Topic Page: Arp, Jean, 1887-1966
Alsatian sculptor, painter and poet. During World War 1, he founded the Zurich Dada movement with the Romanian artists Tristan Tzara, Marcel Janco, and others. He worked briefly with the Blaue Reiter group, and in the 1920s joined the surrealism movement. His sculpture spans the divide between Dada humour and the purity of non-iconic abstract art. Navel Shirt and Head (1926) and Human Concretion (1935) are typical.
French abstract painter, sculptor, and poet. He was one of the founders of the Dada movement in 1916, and was later associated with the Surrealists. Using chance and automatism, Arp developed an abstract sculpture whose sensuous shapes suggest organic forms. In many of his works, in particular his early collages, he collaborated with his wife Sophie Taeuber-Arp (1889–1943).
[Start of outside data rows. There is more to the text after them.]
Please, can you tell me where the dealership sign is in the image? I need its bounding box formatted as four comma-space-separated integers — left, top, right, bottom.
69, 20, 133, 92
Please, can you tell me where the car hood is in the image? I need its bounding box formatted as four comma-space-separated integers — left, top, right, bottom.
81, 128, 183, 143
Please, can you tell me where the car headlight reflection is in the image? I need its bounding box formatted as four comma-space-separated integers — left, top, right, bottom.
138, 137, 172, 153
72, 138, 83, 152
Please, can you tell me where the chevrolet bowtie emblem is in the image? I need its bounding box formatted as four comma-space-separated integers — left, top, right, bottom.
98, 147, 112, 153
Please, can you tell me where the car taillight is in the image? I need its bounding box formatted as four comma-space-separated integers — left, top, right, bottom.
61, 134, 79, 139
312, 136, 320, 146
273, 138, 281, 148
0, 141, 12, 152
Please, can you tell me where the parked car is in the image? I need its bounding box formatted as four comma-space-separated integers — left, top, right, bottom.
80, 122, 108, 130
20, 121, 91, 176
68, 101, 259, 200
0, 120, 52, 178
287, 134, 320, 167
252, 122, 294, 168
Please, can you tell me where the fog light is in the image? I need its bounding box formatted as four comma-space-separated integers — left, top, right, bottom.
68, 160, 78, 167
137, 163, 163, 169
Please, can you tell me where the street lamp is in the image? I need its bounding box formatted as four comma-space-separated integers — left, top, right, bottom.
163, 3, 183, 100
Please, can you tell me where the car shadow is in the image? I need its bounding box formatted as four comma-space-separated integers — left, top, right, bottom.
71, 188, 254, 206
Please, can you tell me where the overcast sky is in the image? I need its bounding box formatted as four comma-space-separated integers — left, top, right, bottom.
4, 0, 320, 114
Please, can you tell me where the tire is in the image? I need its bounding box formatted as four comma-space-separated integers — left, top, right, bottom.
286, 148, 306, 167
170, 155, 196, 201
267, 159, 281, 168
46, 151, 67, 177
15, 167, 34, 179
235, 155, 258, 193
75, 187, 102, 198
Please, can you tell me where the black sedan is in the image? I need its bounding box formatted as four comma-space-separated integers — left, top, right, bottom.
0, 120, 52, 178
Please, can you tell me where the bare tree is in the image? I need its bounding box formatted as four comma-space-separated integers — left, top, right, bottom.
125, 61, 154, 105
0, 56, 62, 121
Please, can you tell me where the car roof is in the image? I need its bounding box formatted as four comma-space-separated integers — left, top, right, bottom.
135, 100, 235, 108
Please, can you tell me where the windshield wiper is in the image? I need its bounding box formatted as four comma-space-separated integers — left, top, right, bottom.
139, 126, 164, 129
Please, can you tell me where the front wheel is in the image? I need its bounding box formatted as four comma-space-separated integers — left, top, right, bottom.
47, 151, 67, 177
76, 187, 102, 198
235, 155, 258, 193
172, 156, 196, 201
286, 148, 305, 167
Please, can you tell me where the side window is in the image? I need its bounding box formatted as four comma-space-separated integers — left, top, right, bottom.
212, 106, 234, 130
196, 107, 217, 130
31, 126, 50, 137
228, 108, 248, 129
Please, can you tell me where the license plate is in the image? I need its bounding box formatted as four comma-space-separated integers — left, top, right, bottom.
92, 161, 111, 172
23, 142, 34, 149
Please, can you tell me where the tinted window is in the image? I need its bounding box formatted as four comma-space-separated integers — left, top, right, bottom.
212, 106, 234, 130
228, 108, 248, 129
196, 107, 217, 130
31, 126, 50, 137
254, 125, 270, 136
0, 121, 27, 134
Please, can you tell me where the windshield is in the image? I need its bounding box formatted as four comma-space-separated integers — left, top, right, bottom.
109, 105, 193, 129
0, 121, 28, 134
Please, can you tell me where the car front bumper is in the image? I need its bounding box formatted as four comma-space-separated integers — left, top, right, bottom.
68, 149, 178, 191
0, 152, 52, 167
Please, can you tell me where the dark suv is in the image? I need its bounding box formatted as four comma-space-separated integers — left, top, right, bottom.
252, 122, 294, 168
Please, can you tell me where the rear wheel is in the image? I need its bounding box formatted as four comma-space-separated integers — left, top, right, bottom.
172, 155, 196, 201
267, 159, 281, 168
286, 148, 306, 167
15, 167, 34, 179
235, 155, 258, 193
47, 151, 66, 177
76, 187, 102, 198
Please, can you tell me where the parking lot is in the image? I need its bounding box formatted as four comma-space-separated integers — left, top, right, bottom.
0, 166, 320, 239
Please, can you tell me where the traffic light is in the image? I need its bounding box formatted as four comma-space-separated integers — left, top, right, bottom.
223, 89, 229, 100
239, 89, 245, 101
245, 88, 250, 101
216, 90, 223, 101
From 1916 to 1919 Arp took a leading role in Dada activities in Zürich, Switzerland. He started making wood reliefs, sometimes painted, with simple organic forms. In 1925 he exhibited with the surrealists, but he was also in contact with abstract artists. From 1930 onwards he also made free-standing sculpture in stone, bronze, and wood.
Arp was born in Strasbourg, but moved to Zürich during World War I. In 1915 he made a series of abstract geometric collages in coloured paper, papiers déchirés. In 1928, in collaboration with his wife and Theo van Doesburg (1883–1931), he made abstract decorations for the Café Aubette, Strasbourg, now destroyed.